Friday, 21 March 2014

NLM Director Donald A.B. Lindberg to Receive Paul Evan Peters Award

Honors Notable Achievements in Creation and Use of Network-Based Information Resources

Dr. Donald Lindberg

NLM Director Donald A.B. Lindberg

The Coalition for Networked Information (CNI), the Association of Research Libraries (ARL) and EDUCAUSE has announced that Donald A.B. Lindberg, MD, director of the National Library of Medicine (NLM), will be the 2014 recipient of the Paul Evan Peters Award. The award recognizes notable, lasting achievements in the creation and innovative use of network-based information resources and services that advance scholarship and intellectual productivity. (See CNI press release: http://www.cni.org/news/donald-lindberg-to-receive-pep-award/.)

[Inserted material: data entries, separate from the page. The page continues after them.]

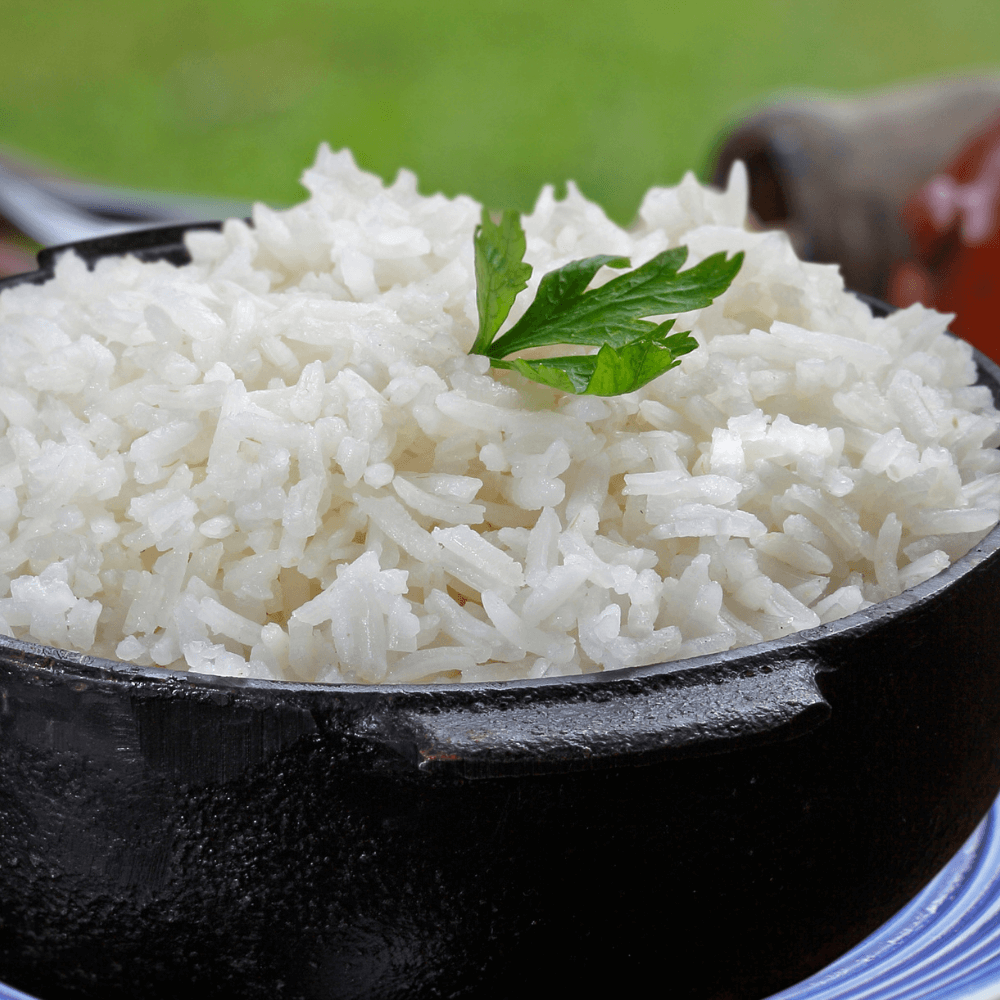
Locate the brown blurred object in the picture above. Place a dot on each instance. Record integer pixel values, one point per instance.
(834, 172)
(954, 228)
(17, 252)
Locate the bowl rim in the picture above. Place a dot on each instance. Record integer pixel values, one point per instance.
(164, 243)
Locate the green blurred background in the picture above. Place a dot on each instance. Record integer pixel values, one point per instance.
(231, 97)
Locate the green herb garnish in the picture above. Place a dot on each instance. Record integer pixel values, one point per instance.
(633, 351)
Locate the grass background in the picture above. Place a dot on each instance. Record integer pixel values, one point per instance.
(231, 97)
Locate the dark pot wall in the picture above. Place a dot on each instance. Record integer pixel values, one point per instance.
(723, 829)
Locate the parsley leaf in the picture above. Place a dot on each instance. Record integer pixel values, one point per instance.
(632, 350)
(500, 273)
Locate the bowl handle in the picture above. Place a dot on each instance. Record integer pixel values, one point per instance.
(601, 720)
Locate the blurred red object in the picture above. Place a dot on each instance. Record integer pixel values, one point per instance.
(953, 222)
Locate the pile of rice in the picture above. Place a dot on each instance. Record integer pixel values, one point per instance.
(280, 461)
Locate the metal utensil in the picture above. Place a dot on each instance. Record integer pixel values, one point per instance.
(54, 212)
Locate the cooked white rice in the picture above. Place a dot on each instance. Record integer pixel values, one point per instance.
(280, 461)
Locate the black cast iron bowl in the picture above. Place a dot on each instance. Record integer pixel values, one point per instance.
(725, 825)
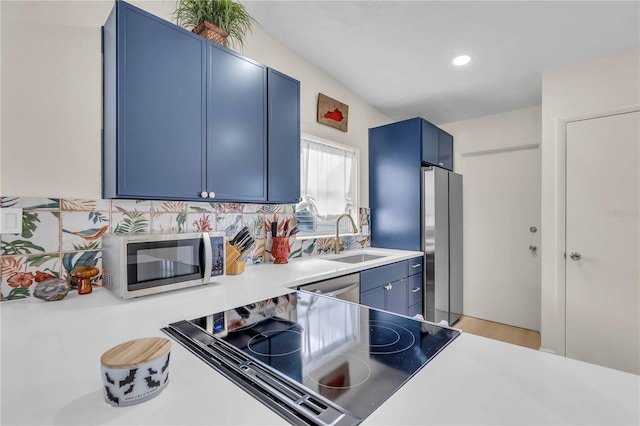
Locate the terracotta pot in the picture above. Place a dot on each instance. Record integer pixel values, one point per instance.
(280, 249)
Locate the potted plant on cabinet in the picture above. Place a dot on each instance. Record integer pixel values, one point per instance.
(221, 21)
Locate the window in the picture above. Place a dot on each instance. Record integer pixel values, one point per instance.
(328, 173)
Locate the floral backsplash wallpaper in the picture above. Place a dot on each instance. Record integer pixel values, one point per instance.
(61, 234)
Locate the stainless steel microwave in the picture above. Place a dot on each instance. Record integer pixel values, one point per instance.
(138, 265)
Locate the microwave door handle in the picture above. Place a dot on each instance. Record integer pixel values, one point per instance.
(208, 255)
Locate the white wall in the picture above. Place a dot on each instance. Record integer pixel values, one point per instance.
(51, 103)
(511, 129)
(490, 138)
(599, 87)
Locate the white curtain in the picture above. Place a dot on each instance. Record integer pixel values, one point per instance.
(326, 176)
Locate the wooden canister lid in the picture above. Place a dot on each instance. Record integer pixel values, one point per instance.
(136, 352)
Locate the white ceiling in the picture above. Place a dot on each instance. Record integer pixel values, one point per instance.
(397, 55)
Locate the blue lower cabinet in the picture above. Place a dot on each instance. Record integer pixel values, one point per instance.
(397, 296)
(374, 298)
(390, 287)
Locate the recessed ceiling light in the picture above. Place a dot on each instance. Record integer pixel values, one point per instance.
(461, 60)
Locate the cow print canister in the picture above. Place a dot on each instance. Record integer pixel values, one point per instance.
(135, 371)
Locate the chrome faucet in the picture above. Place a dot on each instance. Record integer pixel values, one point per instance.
(336, 247)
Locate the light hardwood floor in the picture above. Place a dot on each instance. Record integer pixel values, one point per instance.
(497, 331)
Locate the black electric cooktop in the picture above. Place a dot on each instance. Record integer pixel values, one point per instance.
(311, 358)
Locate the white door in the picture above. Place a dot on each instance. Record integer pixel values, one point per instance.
(501, 195)
(602, 241)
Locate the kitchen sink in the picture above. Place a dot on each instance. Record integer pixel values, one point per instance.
(356, 258)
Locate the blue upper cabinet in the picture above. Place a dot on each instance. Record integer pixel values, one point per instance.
(394, 184)
(445, 150)
(429, 140)
(186, 119)
(396, 153)
(284, 138)
(154, 107)
(237, 126)
(437, 145)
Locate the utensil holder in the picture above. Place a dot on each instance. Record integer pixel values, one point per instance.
(280, 249)
(234, 266)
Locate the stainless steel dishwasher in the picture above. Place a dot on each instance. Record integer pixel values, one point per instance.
(346, 287)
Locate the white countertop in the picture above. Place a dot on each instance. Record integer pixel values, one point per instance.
(50, 365)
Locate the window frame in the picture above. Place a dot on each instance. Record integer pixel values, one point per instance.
(356, 190)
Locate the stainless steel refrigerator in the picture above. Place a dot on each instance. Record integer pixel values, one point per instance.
(441, 238)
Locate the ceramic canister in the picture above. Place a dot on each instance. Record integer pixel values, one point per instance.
(135, 371)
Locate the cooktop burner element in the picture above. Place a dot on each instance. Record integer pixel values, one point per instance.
(284, 343)
(314, 359)
(389, 338)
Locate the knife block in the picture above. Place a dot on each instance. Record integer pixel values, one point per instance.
(234, 266)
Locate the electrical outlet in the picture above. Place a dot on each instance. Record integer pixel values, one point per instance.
(11, 220)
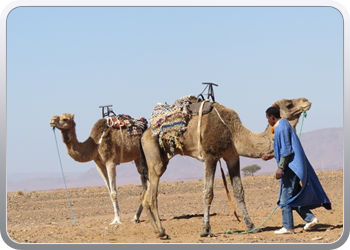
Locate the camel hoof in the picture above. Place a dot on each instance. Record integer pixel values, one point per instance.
(134, 220)
(209, 235)
(115, 222)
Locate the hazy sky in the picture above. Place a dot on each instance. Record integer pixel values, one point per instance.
(74, 59)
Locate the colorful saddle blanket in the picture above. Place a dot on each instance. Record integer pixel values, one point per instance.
(168, 122)
(133, 126)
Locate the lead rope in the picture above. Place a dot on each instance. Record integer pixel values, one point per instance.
(64, 180)
(252, 230)
(302, 123)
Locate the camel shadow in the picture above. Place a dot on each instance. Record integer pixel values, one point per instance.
(189, 216)
(317, 228)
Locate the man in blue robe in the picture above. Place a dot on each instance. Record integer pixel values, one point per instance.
(300, 188)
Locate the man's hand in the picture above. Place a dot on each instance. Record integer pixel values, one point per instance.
(279, 173)
(267, 157)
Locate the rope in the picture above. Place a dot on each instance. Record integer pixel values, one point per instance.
(302, 122)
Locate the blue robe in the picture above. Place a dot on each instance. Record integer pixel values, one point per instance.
(286, 142)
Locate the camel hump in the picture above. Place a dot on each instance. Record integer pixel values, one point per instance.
(133, 126)
(207, 108)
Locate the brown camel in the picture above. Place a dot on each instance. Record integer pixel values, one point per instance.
(107, 148)
(222, 135)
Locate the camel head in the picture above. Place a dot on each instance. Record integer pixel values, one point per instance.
(291, 109)
(63, 122)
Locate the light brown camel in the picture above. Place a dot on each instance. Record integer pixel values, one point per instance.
(104, 146)
(227, 139)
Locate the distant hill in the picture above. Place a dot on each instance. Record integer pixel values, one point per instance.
(324, 149)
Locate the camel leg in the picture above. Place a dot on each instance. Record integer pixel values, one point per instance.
(144, 187)
(208, 194)
(105, 174)
(238, 191)
(156, 164)
(111, 172)
(101, 169)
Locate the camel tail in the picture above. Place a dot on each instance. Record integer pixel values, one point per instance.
(144, 166)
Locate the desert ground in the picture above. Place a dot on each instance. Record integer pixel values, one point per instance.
(46, 217)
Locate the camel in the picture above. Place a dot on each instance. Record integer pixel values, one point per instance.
(222, 135)
(107, 148)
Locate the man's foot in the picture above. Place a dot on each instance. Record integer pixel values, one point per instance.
(310, 224)
(284, 230)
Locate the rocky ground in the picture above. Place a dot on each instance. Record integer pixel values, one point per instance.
(46, 217)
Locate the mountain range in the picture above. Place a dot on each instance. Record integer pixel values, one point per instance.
(323, 147)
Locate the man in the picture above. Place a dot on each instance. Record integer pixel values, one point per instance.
(300, 188)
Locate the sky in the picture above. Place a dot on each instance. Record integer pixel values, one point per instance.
(75, 59)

A pioneer in the application of computers to health care, Dr. Lindberg was appointed director of the National Library of Medicine (NLM), the world's largest biomedical library, in 1984 and still holds that post. As NLM Director, he has ensured that the Library has taken advantage of advances in communications technology and has spearheaded countless transformative programs that have greatly expanded the availability and sophisticated use of biomedical and health information. These include: the Unified Medical Language System, making it possible to link health information, medical terms, drug names and billing codes across different computer systems; the Visible Human Project, a digital image library of complete, anatomically detailed, three-dimensional representations of the normal male and female human bodies; the development of MedlinePlus and other consumer health information resources, the production and implementation of ClinicalTrials.gov, a registry and results database of publicly and privately supported clinical studies of human participants conducted around the world; and, the establishment of the National Center for Biotechnology Information to aid in the understanding of fundamental molecular and genetic processes that control health and disease. Today, NLM's digital information services are used billions of times a year by millions of scientists, health professionals and members of the public.

Named for CNI's founding director, the Peters Award will be presented during the CNI membership meeting in St. Louis, Missouri, to be held March 31-April 1, 2014, where Dr. Lindberg will deliver the Paul Evan Peters Memorial Lecture.

The National Library of Medicine is the world's largest library of the health sciences and a component of the National Institutes of Health. NLM collects, organizes and makes available biomedical science information to scientists, health professionals and the public.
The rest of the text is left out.